Survey Data

Reg No

60260113


Rating

Regional


Categories of Special Interest

Architectural, Artistic, Historical, Social


Original Use

House


In Use As

House


Date

1935 - 1940


Coordinates

325277, 222122


Date Recorded

16/11/2012


Date Updated

--/--/--


Description

Detached four-bay two-storey flat-roofed house, designed 1936, on a T-shaped plan with single-bay full-height return (north) on a bowed plan. Sold, 1986. Refenestrated. Flat roof not visible behind parapet with rendered central chimney stack supporting terracotta pots, and concealed rainwater goods retaining cast-iron downpipes. Rendered walls with rendered coping to parapet. Square-headed window openings with concealed dressings framing replacement timber casement windows. Square-headed stepped window openings (north) with concealed dressings framing fixed-pane fittings having horizontal glazing bars.

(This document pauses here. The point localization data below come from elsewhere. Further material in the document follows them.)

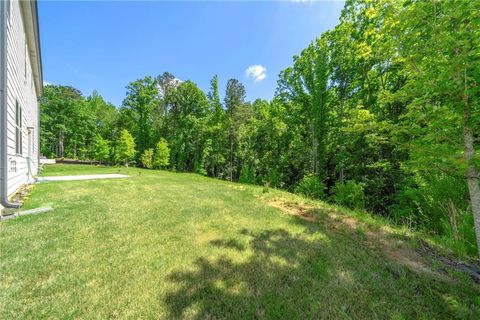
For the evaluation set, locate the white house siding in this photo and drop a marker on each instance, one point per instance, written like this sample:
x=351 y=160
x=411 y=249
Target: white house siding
x=21 y=88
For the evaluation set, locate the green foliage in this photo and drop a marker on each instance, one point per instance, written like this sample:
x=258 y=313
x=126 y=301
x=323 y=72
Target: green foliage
x=311 y=186
x=161 y=157
x=125 y=148
x=147 y=158
x=378 y=100
x=142 y=97
x=100 y=149
x=349 y=194
x=246 y=176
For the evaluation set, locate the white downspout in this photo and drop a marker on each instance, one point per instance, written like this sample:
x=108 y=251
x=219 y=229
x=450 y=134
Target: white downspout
x=4 y=5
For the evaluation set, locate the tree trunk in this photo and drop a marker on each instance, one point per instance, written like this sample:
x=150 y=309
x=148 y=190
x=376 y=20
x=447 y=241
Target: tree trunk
x=472 y=180
x=314 y=149
x=60 y=144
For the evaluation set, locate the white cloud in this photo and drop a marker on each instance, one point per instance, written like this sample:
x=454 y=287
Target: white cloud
x=257 y=72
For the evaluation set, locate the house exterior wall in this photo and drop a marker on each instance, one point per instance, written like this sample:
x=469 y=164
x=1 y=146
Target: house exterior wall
x=21 y=89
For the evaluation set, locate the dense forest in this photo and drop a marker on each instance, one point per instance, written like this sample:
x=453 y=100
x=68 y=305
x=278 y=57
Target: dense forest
x=380 y=114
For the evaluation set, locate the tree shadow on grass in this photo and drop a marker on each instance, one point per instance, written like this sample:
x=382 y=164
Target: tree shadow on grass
x=318 y=273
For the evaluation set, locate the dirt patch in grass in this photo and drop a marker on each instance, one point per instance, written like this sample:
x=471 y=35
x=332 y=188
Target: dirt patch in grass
x=424 y=259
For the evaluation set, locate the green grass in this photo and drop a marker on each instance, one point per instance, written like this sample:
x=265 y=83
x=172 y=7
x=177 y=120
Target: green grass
x=170 y=245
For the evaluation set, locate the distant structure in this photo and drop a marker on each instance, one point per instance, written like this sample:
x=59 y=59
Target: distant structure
x=21 y=86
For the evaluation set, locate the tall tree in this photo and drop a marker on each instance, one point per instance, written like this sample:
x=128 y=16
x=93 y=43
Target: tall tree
x=142 y=97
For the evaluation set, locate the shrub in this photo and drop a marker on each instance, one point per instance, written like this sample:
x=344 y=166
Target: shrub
x=147 y=158
x=311 y=186
x=349 y=194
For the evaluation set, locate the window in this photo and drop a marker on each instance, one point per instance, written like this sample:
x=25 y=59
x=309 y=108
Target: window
x=18 y=129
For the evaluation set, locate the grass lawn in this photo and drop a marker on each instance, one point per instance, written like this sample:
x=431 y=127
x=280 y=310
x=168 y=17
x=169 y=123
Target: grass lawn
x=169 y=245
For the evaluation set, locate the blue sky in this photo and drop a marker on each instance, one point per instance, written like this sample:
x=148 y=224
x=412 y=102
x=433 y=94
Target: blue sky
x=106 y=45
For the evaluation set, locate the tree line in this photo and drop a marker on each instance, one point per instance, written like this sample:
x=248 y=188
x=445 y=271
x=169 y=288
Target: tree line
x=381 y=114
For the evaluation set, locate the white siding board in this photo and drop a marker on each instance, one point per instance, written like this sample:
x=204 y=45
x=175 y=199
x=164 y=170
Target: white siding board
x=19 y=88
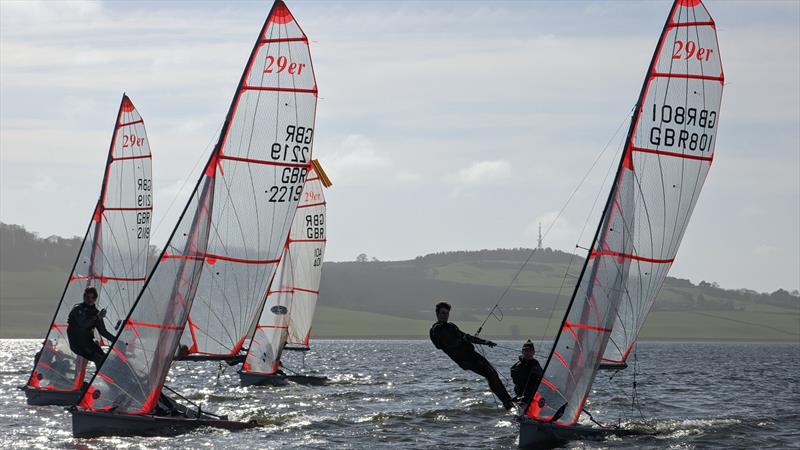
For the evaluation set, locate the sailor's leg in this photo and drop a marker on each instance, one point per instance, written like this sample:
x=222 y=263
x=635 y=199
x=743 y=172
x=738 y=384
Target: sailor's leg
x=483 y=367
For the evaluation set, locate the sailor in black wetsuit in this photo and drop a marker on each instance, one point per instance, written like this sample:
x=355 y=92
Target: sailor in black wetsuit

Set in landscaped grounds.

Appraisal

A house erected to a design (1936) by John James Maurice Aylward (1912-79) of O'Connor and Aylward of Dawson Street, Dublin (Larmour 2009, 49, 53), representing an integral component of the twentieth-century domestic built heritage of south County Dublin with the architectural value of the composition, a white-walled International Style house recalling the O'Connor and Aylward-designed White House (1937) in Knocknacree Road, Dalkey, confirmed by such attributes as the prow-like bow-ended rectilinear plan form; the balconied floors evoking further comparisons with contemporary cruise liners; the slight diminishing in scale of the openings on each floor producing a graduated visual impression with those openings originally showing characteristic horizontal glazing patterns; and the parapeted roof doubling as an informal sundeck. NOTE: Allegedly one of a number of "safe houses" in the locality occupied (1940) by Hermann Görtz (1890-1947), German spy (cf. 60260126), and later the home of Patrick John Hillery (1923-2008), President of Ireland (fl. 1976-90).